How do you even finance the health system under those circumstances if, for example, elective surgeries in the months of December and January have to be reduced or put aside because of the combination of the flu and COVID surge on hospitals?

So, if COVID surges crowd out elective surgeries every year, we can imagine a one or two month period each year where hospital finances crater. This creates tremendous financial uncertainty resulting from chronic COVID.

Hospitals will need to jack up prices even higher for these elective services in order to offset losses from COVID/flu surges.

Or, hospitals can move to a pre-paid care model. This could look something like the models in Hawaii or in Maryland where providers are paid in a forward-looking way regardless of bed volume. This keeps hospitals stable and ready for when communities need them most, like a COVID/flu surge.

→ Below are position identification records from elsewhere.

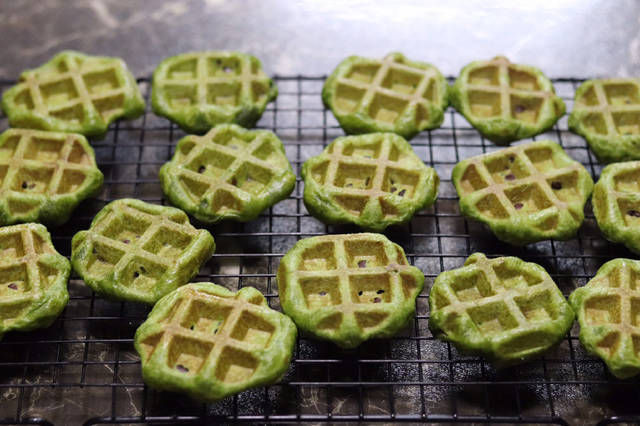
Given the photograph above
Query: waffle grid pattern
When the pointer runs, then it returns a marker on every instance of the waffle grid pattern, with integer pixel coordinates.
(228, 169)
(610, 309)
(34, 162)
(388, 90)
(355, 177)
(76, 90)
(138, 247)
(222, 340)
(88, 356)
(24, 278)
(532, 182)
(229, 85)
(613, 107)
(348, 283)
(509, 305)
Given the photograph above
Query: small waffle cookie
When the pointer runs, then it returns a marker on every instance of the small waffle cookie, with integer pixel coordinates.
(44, 175)
(525, 193)
(229, 173)
(616, 203)
(607, 114)
(608, 308)
(505, 309)
(33, 278)
(348, 288)
(138, 251)
(75, 93)
(210, 343)
(200, 90)
(393, 94)
(373, 181)
(504, 101)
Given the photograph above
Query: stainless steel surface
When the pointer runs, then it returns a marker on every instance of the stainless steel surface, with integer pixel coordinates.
(91, 344)
(563, 37)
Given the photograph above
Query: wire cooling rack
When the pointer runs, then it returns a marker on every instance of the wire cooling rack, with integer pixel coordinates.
(83, 369)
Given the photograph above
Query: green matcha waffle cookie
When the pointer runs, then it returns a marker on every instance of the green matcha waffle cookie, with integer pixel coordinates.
(607, 114)
(392, 94)
(33, 278)
(505, 309)
(373, 181)
(200, 90)
(75, 93)
(229, 173)
(608, 309)
(210, 343)
(504, 101)
(348, 288)
(526, 193)
(616, 204)
(44, 175)
(138, 251)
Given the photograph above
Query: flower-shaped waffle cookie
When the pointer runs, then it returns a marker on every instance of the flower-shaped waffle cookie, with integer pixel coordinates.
(393, 94)
(505, 101)
(616, 203)
(33, 278)
(505, 308)
(608, 310)
(525, 193)
(210, 343)
(139, 251)
(607, 114)
(348, 288)
(74, 92)
(373, 181)
(200, 90)
(229, 173)
(44, 175)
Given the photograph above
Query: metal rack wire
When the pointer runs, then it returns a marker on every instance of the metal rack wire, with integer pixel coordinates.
(83, 369)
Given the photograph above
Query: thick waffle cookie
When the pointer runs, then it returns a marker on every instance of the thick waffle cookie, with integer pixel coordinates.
(506, 101)
(506, 309)
(210, 343)
(200, 90)
(74, 92)
(616, 203)
(44, 175)
(608, 309)
(229, 173)
(525, 193)
(348, 288)
(33, 278)
(139, 251)
(373, 181)
(393, 94)
(607, 114)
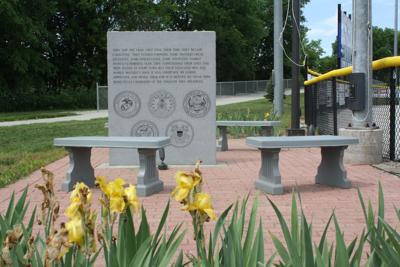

3.  You’re going to need to stay on those Zoom calls, indefinitely.

I know theoretically we’re all ready to get back to in person events. But, in practice, our sense of when is widely variable. As Axios reports, there is a partisan alignment to how eager we are to get into a room with a few of our closest friends. But, generally speaking, Americans are hesitant to get back into an in-person setting.

But, at least some of this data pre-supposes that at some point America will return to a pre-COVID world where the disease isn’t a threat.

As folks start to see that COVID deaths will not entirely go away, how will current practices of social distancing and mask wearing prove resilient? In other words, if we move to a state of “chronic COVID” where 100,000 to 200,000 deaths are reported annually, some folks are likely to retain the practices of social distancing.

It’s unclear how that will play out. But what is clear is that if Murray’s view of a “chronic COVID” holds, it may be a long while before we return to a pre-COVID world, if ever.